Mona el-Mazboh, 24, was arrested in Cairo last month after taking to Facebook to complain about being sexually harassed by cab drivers and young men in the streets of the Egyptian capital. She called Egypt a "son of a b*tch country" and a dirty, lowly place. She said Egyptian men are pimps and Egyptian women are prostitutes.
She also complained of receiving poor restaurant service during the holy month of Ramadan and of having her money and belongings stolen during a previous visit to Egypt. She said in the video that she had been to the country several times in the past four years.
Her 10-minute video went viral on social media, prompting Egyptian women to respond in kind, defending their country and making similar statements about Lebanon in videos they posted.
One day prior to her arrest, Mazboh posted a second video apologizing to "respectable Egyptians" and saying that she didn't mean to attack the country as whole.
She was arrested at Cairo airport during at the end of her visit.

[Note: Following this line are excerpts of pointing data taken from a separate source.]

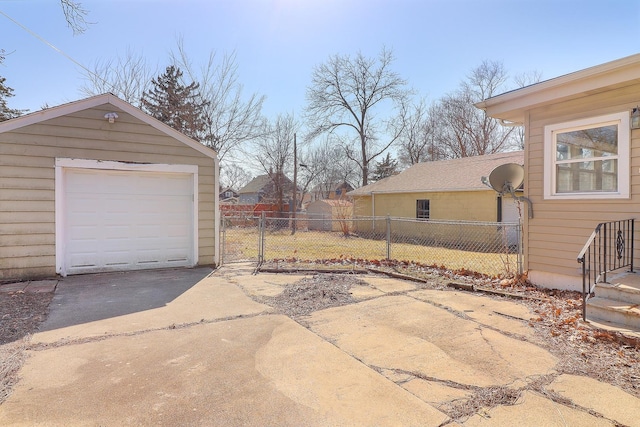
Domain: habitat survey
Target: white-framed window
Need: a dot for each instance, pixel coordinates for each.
(588, 158)
(422, 209)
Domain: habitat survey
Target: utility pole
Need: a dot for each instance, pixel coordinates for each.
(295, 185)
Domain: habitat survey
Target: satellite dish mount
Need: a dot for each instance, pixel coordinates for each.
(506, 179)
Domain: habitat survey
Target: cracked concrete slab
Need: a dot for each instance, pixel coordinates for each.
(264, 370)
(603, 398)
(210, 299)
(386, 360)
(533, 410)
(403, 333)
(507, 316)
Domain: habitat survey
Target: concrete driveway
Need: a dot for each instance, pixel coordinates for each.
(212, 356)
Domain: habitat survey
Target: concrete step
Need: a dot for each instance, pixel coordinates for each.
(614, 311)
(619, 291)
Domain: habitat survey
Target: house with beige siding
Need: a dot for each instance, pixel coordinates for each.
(98, 185)
(441, 190)
(582, 168)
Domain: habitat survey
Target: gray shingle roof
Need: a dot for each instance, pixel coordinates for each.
(445, 175)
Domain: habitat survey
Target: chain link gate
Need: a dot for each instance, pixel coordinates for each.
(485, 247)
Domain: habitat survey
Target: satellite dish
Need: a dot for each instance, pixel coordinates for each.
(507, 177)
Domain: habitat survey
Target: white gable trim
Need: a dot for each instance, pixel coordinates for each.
(94, 101)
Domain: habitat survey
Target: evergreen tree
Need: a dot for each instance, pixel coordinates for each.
(385, 168)
(6, 92)
(175, 104)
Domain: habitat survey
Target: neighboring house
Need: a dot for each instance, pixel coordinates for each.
(98, 185)
(329, 215)
(331, 191)
(581, 162)
(262, 189)
(228, 195)
(443, 190)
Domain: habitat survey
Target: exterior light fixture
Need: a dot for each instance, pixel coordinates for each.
(635, 118)
(111, 117)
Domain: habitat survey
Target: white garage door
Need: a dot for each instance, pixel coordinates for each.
(126, 220)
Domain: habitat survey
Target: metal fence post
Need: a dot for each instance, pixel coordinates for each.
(520, 256)
(261, 227)
(388, 237)
(223, 243)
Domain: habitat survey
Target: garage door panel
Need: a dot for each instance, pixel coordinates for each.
(120, 220)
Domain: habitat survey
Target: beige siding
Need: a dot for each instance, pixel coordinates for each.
(27, 195)
(557, 233)
(454, 205)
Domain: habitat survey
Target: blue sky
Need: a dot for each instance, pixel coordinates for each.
(278, 42)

She was initially sentenced to 11 years behind bars, but the ruling was amended to eight years. A judicial source said she was being punished for spreading false rumours that are harmful to society, public indecency, and attacking religion.
An appeal court will hear the case on July 29, Mazboh's lawyer Emad Kamal told Reuters.

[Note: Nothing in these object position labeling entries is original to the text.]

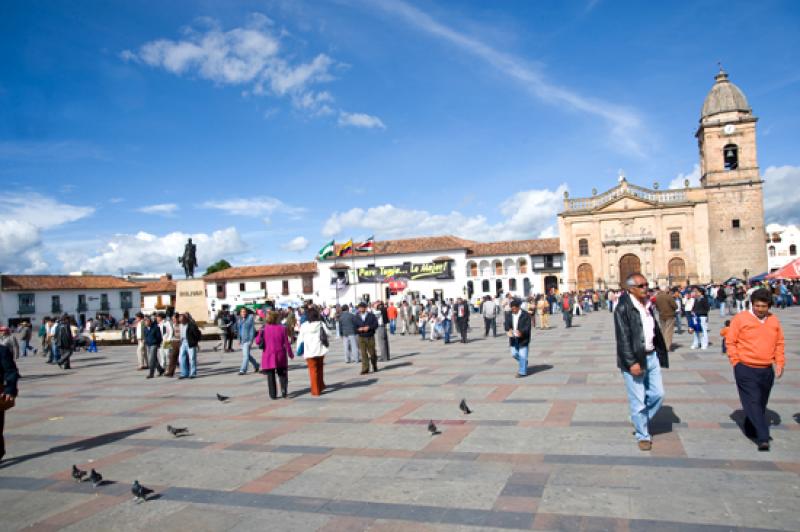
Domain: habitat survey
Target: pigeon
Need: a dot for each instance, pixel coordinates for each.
(140, 491)
(78, 474)
(96, 478)
(177, 431)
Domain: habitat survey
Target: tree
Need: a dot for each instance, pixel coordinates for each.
(218, 266)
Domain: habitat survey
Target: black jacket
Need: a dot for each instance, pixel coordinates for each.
(630, 337)
(369, 321)
(523, 326)
(10, 373)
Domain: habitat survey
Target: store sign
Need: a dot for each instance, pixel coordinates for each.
(406, 272)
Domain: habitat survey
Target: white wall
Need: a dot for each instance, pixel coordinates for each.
(9, 303)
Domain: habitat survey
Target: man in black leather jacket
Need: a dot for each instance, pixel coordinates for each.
(641, 353)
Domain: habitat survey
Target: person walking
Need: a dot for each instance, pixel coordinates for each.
(276, 355)
(313, 336)
(489, 312)
(190, 339)
(518, 328)
(641, 353)
(246, 329)
(666, 306)
(152, 342)
(347, 328)
(366, 325)
(755, 345)
(9, 396)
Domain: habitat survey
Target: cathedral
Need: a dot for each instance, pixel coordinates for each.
(680, 236)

"Of course, God willing, the verdict will change. With all due respect to the judiciary, this is a severe ruling. It is in the context of the law, but the court was applying the maximum penalty," he said.

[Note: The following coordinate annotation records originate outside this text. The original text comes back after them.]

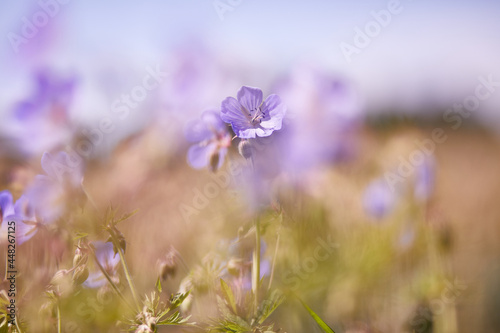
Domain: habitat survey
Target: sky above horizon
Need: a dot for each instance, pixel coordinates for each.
(429, 53)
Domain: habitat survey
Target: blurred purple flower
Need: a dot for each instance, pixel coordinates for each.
(41, 121)
(48, 193)
(424, 179)
(212, 140)
(6, 205)
(322, 119)
(106, 257)
(378, 199)
(249, 116)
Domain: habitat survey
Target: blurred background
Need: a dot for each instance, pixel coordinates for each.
(369, 85)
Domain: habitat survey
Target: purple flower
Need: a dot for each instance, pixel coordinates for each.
(212, 140)
(323, 117)
(378, 199)
(249, 116)
(41, 121)
(106, 257)
(6, 205)
(20, 213)
(48, 193)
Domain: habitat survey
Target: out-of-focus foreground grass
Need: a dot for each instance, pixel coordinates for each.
(358, 273)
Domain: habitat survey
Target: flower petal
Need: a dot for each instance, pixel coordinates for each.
(213, 121)
(231, 111)
(249, 97)
(6, 207)
(274, 110)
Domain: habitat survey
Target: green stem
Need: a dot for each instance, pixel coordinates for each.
(256, 265)
(58, 319)
(274, 260)
(113, 285)
(125, 269)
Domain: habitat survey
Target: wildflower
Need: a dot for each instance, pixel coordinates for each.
(6, 205)
(108, 260)
(212, 140)
(48, 193)
(40, 121)
(326, 111)
(249, 116)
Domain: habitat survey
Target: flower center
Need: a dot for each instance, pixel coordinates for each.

Kamal said that Mazboh had surgery in 2006 to remove a brain clot and has since had difficulty managing her anger, and that he'd submitted a medical report detailing the condition to the court. He added that she suffers from depression.
Egyptian activists say that President Abdel Fattah el-Sisi, who became head of state after participating in a military coup d'etat in July 2013 that removed from power Mohamed Morsi, the country's first democratically-elected president, has been cracking down on speech and political activity more than ever, according to Reuters.